Visualization, The Gateway Drug

Visualization is said to be the gateway drug to statistics. In an effort to get you all hooked, I am going to spend some time on visualization. Its fun (I promise), i expect that after you see how easy some visuals are in R you will be off and running with your own data explorations. Data visualization is one of the Data Science pillars, so it is critical that you have a working knowledge of as many visualizations as you can, and be able to produce as many as you can. Even more important is the ability to identify a bad visualization, if for no other reason to make certain you do not create one and release it into the wild, there is a site for those people, don’t be those people!

We are going to start easy, you have installed R Studio, if you have not back up one blog and do it. Your first visualization is what is typically considered advanced, but I will let you be the judge of that after we are done.

Some lingo to learn:
Packages – Packages are the fundamental units of reproducible R code. They include reusable R functions, the documentation that describes how to use them, and sample data.

Choropleth – is a thematic map in which areas are shaded or patterned in proportion to the measurement of the statistical variable being displayed on the map, such as population density or per-capita income.

Below is the code for a choropleth, using the package choroplethr and the data set df_pop_county, which is the population of every county in the US.

This is what todays primary objective is;

To learn more about any R command “?”, “??”, or “help(“object”)” Keep in mind, R is case sensitive. If you can only remember part of a command name use apropos().


?str
?df_pop_county
??summary
help(county_choropleth)
apropos("county_")


#Install package called choroplethr, 
#quotes are required, 
#you will get a meaningless error without them
#Only needs to be installed once per machine
install.packages("choroplethr")

The library function will load the installed package to make any functions available for use.


library("choroplethr")

To find out what functions are in a package use help(package=””).

 
help(package="choroplethr")

Many packages come with test or playground datasets, you will use many in classes and many for practice, data(package=””) will list the datasets that ship with a package.

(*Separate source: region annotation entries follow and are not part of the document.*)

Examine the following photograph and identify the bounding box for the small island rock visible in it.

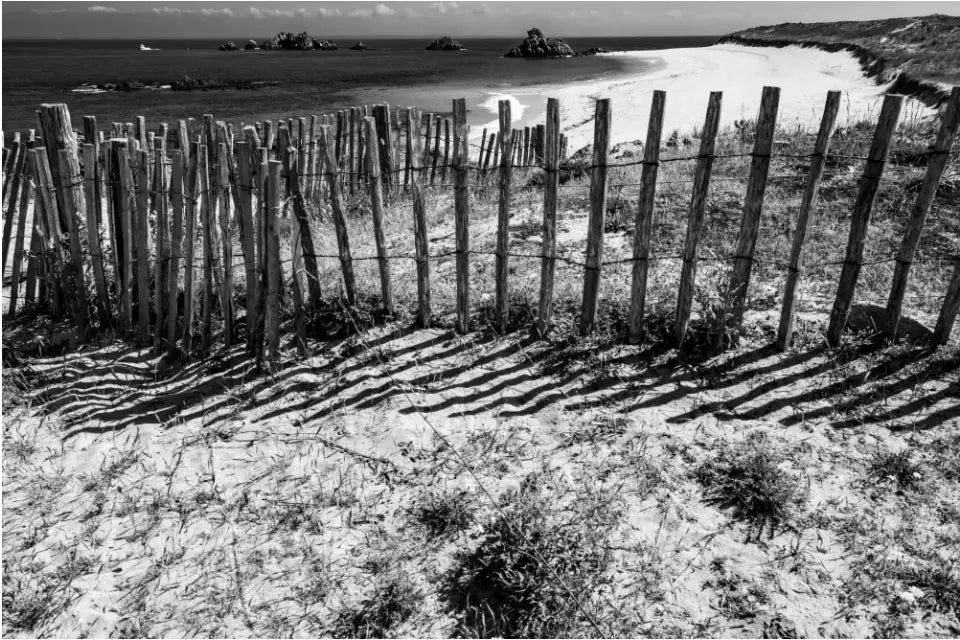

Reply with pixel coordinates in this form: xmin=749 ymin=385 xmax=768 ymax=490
xmin=505 ymin=27 xmax=577 ymax=58
xmin=426 ymin=36 xmax=465 ymax=51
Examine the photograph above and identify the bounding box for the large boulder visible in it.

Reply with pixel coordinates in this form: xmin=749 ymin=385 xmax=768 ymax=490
xmin=426 ymin=36 xmax=465 ymax=51
xmin=505 ymin=27 xmax=577 ymax=58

data(package="choroplethr")

For this example we will be using the df_pop_county dataset, this command will load it from the package and you will be able to verify it is available by checking out the Environment Pane in R Studio.


data("df_pop_county")

View(“”) will open a view pane so you can explore the dataset. Similar to clicking on the dataset name in the Environment Pane.


View(df_pop_county)

Part of learning R is learning the features and commands for data exploration, str will provide you with details on the structure of the object it is passed.


str(df_pop_county)

Summary will provide basic statistics about each column/variable in the object that it is passed.


summary(df_pop_county)

If your heart is true, you should get something very similar to the image above after running the following code. county_choropleth is a function that resides in the choroplethr package, it is used to generate a county level US map. The data passed in must be in the format of county number and value, the value will populate the map. WHen the map renders it will be in the plot pane of the RStudio IDE, be sure to select zoom and check out your work.



#?county_choropleth 
county_choropleth(df_pop_county)

There are som additioanl parameters we can pass to the function, use help to find more.

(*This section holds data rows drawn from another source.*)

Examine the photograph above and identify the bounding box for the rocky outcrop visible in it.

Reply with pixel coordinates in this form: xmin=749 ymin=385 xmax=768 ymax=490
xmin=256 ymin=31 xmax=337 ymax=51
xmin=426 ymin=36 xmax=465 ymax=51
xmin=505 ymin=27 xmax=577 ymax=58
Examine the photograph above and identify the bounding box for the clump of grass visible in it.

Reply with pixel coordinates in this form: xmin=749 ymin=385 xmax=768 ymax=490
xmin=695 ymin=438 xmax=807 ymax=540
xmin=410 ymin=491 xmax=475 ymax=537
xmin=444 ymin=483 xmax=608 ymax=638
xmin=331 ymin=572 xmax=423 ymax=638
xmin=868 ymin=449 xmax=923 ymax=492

county_choropleth(df_pop_county,
                  title = "Population Density",
                  legend="Population")

Try changing the number of colors and change the state zoom. If your state is not working read the help to see if you can find out why.



county_choropleth(df_pop_county,
                  title = "Population Density of Texas",
                  legend="Population",
                  num_colors=9,
                  state_zoom="texas")

There is an additional option for county_choropleth, reference_map. If it does not work for you do not fret, as of this blog post it is not working for me either, the last R upgrade whacked it, be ready for this to happen and make sure you have backs and versions, especially before you get up on stage in front 200 people to present.

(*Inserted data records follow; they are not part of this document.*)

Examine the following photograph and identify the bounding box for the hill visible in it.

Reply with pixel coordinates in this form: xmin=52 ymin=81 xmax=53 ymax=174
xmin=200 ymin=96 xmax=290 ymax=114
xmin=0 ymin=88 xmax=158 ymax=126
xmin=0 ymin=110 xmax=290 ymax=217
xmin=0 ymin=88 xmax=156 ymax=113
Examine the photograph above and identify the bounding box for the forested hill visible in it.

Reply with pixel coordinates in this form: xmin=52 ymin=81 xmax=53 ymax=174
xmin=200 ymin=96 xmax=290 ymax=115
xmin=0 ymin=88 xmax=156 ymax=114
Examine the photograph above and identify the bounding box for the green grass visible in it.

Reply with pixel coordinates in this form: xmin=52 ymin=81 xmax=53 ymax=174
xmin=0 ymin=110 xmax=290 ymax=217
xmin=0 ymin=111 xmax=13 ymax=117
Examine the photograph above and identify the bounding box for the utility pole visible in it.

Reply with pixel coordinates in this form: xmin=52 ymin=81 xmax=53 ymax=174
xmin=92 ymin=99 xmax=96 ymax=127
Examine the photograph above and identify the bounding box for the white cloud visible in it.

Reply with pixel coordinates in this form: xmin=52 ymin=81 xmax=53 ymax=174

There you have it! Explore the commands used, look at the other datasets that ship with choroplethr and look at the other functions that ship with choroplethr, it can be tricky to figure out which ones work, be sure to check the help for each function you want to run, no help may mean no longer supported. Remember that these packages are community driven and written, which is good, but sometimes they can be a slightly imperfect.

In the next post i will cover how to upload and create your own dataset and use the choroplethr function with your own data. On a side note, the choropleth falls under a branch of statistics called descriptive statistics which covers visuals used to describe data.